Limitations & Future Work

  • The second term of the SCA stochastic regret bound, \(K/\Delta_{\min}\), is larger than the \(\sqrt{K}/\Delta_{\min}\) achieved by FTRL using log-barrier + arm-dependent learning rates (Jin 2023) by a factor of \(\sqrt{K}\). Adding arm-dependent learning rates to FTPL is non-trivial (equivalent to non-i.i.d. perturbations) and remains for future work.
  • When \(\alpha>3\), the \(K\) dependence degrades from \(\sqrt{K}\) to \(K^{(\alpha-2)/(\alpha-1)}\), limiting the flexibility of \(\alpha\) to the range \((1,3]\).
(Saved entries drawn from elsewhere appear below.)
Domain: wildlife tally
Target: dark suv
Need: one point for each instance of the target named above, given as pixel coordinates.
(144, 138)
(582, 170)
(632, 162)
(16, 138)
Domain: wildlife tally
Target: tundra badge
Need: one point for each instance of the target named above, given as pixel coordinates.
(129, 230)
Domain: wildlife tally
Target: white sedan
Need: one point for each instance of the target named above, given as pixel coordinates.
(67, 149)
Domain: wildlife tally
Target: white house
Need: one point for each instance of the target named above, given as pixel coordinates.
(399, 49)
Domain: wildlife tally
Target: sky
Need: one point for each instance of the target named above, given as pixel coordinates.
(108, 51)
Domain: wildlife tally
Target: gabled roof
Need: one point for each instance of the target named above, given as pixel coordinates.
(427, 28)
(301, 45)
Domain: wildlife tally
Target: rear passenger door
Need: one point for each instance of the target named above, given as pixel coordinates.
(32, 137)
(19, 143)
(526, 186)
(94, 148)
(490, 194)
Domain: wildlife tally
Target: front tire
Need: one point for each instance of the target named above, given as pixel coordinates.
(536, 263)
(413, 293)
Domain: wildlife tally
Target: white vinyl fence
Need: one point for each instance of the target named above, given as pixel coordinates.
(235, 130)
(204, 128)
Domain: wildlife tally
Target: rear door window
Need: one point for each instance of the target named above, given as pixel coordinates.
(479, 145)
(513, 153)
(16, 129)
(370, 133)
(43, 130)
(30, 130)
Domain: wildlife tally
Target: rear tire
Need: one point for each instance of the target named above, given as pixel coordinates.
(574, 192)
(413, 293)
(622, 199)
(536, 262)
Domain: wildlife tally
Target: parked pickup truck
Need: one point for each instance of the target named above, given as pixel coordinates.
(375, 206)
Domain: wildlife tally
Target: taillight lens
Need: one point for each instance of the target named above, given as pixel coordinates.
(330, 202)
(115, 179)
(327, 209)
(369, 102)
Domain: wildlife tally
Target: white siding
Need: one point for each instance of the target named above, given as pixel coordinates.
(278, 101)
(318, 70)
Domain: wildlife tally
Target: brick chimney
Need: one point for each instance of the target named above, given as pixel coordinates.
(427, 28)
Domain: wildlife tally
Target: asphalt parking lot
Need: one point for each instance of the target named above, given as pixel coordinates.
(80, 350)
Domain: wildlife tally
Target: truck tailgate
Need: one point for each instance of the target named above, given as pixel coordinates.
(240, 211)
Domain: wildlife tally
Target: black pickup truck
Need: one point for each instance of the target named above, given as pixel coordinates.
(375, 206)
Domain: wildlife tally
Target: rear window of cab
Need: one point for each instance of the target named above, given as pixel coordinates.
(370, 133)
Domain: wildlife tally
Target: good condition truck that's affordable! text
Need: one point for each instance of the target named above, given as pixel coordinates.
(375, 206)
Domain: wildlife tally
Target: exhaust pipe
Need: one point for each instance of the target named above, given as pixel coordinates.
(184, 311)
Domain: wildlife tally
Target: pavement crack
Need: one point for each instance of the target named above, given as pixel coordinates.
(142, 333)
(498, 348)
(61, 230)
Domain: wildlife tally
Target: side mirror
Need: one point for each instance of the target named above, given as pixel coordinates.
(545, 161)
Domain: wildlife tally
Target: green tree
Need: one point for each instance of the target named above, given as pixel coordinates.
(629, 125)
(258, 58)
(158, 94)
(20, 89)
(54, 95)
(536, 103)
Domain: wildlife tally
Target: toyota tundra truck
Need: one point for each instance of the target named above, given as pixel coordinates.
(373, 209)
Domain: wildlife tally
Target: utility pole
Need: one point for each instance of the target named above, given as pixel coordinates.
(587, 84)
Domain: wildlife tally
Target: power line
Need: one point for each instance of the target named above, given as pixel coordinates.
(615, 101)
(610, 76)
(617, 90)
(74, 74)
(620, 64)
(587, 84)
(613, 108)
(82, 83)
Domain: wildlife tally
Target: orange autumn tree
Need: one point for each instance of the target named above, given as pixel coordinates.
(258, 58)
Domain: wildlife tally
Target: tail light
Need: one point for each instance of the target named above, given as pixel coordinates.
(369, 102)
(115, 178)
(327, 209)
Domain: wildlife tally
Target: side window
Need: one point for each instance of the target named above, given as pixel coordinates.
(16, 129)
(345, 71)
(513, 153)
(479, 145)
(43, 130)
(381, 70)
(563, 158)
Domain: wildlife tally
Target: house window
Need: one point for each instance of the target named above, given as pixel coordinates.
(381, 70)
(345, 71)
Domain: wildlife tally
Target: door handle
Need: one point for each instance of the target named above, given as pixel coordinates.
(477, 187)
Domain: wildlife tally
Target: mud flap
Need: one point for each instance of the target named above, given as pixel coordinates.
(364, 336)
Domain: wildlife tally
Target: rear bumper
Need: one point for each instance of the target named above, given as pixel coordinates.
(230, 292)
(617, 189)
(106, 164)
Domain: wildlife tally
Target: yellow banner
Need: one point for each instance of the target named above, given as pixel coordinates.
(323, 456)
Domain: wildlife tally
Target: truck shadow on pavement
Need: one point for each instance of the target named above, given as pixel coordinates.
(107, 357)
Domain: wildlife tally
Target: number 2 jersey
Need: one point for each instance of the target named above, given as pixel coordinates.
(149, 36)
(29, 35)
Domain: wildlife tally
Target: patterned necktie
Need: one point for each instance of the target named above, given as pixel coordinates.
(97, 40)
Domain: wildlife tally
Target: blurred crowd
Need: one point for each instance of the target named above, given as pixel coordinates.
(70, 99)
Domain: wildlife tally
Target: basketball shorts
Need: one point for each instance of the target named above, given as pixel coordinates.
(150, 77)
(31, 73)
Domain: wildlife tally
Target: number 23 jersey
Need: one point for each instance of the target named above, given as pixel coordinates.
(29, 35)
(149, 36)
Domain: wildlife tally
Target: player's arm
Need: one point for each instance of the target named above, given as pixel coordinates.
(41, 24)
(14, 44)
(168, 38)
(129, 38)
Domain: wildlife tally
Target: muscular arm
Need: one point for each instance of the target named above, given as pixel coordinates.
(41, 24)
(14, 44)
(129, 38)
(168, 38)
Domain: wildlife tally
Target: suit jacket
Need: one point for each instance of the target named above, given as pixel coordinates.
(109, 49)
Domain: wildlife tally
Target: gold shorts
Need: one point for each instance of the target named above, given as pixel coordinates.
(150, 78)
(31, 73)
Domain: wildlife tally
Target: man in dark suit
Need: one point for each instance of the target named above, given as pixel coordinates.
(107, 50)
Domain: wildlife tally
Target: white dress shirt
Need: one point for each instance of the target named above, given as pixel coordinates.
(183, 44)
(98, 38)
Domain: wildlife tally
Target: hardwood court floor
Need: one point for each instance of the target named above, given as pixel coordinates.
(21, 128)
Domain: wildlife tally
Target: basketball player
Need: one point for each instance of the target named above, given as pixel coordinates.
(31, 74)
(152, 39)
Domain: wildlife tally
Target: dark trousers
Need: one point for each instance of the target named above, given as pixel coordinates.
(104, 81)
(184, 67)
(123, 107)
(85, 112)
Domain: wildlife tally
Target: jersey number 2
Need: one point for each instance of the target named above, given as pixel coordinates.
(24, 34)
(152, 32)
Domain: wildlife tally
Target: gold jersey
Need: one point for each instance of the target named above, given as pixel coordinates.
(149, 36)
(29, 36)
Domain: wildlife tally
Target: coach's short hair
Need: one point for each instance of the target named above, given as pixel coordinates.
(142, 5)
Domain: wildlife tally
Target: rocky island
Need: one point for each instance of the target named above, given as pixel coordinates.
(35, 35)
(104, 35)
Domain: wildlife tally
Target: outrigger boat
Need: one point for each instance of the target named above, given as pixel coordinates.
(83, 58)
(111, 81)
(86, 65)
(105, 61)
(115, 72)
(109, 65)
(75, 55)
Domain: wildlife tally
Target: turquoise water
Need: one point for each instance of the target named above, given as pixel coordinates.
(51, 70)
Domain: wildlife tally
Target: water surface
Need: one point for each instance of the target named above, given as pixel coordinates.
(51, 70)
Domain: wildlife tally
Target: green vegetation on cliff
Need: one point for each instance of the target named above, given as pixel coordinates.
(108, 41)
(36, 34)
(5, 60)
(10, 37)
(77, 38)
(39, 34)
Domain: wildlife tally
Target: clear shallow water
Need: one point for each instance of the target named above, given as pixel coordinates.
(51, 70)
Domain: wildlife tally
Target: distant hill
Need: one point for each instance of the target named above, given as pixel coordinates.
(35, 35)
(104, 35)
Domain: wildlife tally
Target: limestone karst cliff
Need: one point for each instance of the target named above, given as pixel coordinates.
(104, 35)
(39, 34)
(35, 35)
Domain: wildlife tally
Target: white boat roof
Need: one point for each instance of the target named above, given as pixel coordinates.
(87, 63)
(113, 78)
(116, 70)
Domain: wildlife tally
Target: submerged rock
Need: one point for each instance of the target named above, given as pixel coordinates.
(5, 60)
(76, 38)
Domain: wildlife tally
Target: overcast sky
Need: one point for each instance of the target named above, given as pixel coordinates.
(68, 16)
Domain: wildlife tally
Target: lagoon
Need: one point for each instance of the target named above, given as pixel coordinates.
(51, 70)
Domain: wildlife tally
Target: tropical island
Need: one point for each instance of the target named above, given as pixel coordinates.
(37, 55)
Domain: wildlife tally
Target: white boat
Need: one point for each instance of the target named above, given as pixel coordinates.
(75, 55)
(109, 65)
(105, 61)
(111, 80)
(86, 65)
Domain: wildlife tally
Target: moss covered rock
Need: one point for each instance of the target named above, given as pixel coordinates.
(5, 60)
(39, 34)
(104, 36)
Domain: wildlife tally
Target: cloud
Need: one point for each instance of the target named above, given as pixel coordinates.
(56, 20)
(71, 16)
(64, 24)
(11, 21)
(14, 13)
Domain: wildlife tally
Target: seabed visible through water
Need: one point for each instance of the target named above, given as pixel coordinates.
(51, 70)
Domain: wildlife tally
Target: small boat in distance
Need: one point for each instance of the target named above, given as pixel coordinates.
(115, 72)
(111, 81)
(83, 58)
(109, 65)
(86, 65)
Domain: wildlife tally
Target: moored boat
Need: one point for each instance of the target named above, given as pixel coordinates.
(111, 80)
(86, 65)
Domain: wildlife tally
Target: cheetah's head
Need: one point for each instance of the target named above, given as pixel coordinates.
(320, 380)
  • The algorithm assumes a unique best arm; guarantees for instances with multiple optimal arms are not provided. The SCA assumes constant mean gaps, requiring further analysis for non-stationary (drifting) environments.
  • Benchmark results are provided for \(T=10^4\) and \(K\le 256\). The efficiency in large-scale bandits (\(K\gtrsim 10^4\) in recommendation systems) needs further validation, particularly whether the overhead of ranking maintenance remains smaller than FTRL's iterations at such scales.
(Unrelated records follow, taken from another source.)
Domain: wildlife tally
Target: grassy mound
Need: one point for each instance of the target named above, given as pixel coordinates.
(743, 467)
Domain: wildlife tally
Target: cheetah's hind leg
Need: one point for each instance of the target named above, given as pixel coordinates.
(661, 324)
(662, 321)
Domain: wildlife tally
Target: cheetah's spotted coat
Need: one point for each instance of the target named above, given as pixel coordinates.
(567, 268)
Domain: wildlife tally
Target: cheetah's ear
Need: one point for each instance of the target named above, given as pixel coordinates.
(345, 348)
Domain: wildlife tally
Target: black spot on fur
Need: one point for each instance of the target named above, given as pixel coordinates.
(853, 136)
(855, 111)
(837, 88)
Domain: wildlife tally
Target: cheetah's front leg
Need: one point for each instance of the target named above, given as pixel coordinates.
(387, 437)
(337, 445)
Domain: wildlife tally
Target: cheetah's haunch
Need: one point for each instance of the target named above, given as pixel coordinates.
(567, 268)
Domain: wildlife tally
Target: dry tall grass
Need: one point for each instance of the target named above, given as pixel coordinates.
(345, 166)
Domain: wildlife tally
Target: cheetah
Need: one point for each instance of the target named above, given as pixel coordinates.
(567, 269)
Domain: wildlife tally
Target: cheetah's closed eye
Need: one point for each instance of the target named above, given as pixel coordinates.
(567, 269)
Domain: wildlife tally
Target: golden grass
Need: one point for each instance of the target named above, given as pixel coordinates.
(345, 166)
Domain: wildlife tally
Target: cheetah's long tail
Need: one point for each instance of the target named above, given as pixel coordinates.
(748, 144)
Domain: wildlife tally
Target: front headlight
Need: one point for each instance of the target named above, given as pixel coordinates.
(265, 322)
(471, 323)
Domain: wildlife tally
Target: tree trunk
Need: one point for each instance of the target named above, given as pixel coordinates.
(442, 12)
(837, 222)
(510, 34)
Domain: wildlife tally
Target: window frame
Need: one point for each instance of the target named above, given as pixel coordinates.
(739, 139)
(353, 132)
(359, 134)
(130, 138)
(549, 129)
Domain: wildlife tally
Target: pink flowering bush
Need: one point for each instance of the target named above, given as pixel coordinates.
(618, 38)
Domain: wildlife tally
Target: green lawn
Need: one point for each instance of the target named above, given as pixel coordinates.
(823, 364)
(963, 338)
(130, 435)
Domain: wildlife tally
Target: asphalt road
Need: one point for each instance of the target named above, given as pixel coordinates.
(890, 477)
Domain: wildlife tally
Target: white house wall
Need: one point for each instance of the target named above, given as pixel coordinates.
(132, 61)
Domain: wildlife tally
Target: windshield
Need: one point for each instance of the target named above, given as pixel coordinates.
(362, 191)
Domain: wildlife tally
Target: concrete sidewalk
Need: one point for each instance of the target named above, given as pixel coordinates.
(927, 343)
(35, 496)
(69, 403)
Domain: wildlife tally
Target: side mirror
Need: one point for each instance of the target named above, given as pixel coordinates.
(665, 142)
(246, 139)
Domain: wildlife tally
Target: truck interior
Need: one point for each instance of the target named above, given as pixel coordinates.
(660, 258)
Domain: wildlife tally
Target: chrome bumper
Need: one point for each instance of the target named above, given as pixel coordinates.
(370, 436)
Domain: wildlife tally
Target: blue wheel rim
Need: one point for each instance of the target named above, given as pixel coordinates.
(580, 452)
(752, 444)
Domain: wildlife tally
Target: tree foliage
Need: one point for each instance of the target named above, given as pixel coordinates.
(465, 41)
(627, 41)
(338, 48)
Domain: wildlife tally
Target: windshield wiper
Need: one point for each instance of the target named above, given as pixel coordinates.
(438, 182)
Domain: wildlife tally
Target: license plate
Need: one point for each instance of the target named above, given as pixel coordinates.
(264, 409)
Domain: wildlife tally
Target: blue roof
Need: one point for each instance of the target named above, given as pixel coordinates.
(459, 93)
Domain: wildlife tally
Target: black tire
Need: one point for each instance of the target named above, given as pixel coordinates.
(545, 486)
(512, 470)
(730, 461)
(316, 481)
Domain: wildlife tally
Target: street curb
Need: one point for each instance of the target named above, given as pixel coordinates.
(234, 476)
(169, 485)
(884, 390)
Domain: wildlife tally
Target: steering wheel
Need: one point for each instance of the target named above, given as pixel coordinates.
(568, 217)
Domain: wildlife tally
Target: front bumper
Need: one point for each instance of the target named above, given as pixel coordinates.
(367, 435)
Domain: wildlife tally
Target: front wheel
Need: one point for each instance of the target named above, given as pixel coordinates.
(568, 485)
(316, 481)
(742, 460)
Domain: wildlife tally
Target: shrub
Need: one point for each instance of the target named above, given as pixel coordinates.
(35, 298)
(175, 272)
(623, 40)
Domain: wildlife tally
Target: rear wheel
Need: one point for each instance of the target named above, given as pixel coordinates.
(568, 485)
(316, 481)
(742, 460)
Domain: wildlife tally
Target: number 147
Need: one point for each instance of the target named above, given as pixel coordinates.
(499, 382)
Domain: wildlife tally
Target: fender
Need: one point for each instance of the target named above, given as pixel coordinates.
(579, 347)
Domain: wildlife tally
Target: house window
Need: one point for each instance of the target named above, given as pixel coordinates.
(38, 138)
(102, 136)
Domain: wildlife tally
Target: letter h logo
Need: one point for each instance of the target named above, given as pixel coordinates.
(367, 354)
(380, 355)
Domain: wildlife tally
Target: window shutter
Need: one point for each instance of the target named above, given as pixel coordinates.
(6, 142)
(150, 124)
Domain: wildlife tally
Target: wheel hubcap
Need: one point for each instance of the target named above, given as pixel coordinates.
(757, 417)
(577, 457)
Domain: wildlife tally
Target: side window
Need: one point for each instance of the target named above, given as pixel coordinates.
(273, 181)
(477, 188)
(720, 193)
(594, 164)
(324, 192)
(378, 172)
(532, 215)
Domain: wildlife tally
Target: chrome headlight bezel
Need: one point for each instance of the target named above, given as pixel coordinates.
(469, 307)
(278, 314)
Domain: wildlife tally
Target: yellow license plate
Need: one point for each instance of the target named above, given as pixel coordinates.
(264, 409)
  • vs Decoupled-Tsallis-INF (Rouyer & Seldin 2020): Achieves comparable BOBW regret but bypasses the convex optimization for \(w_t\) via Pareto perturbations and ranking proxies.
  • vs Avner et al. 2012 (decoupled Exp3): While Avner used Exp3 with variance-optimal exploration, this work brings BOBW to the FTPL framework for the first time using Pareto perturbations.
  • vs Honda 2023 / Lee 2024 (FTPL-BOBW for standard MAB): They achieved BOBW for standard MAB but relied on GR to estimate \(1/w_{t,i_t}\). In the decoupled setting, where the entire vector \(w_t\) is needed, GR is prohibitively expensive; this work bypasses GR using \(q_t\).
  • vs Jin et al. 2023 (log-barrier + arm-dependent LR FTRL): This work trades a constant factor in the \(K\)-dependence (\(\sqrt{K}\) vs \(K\)) for a significant reduction in system latency by avoiding log-barrier optimizations.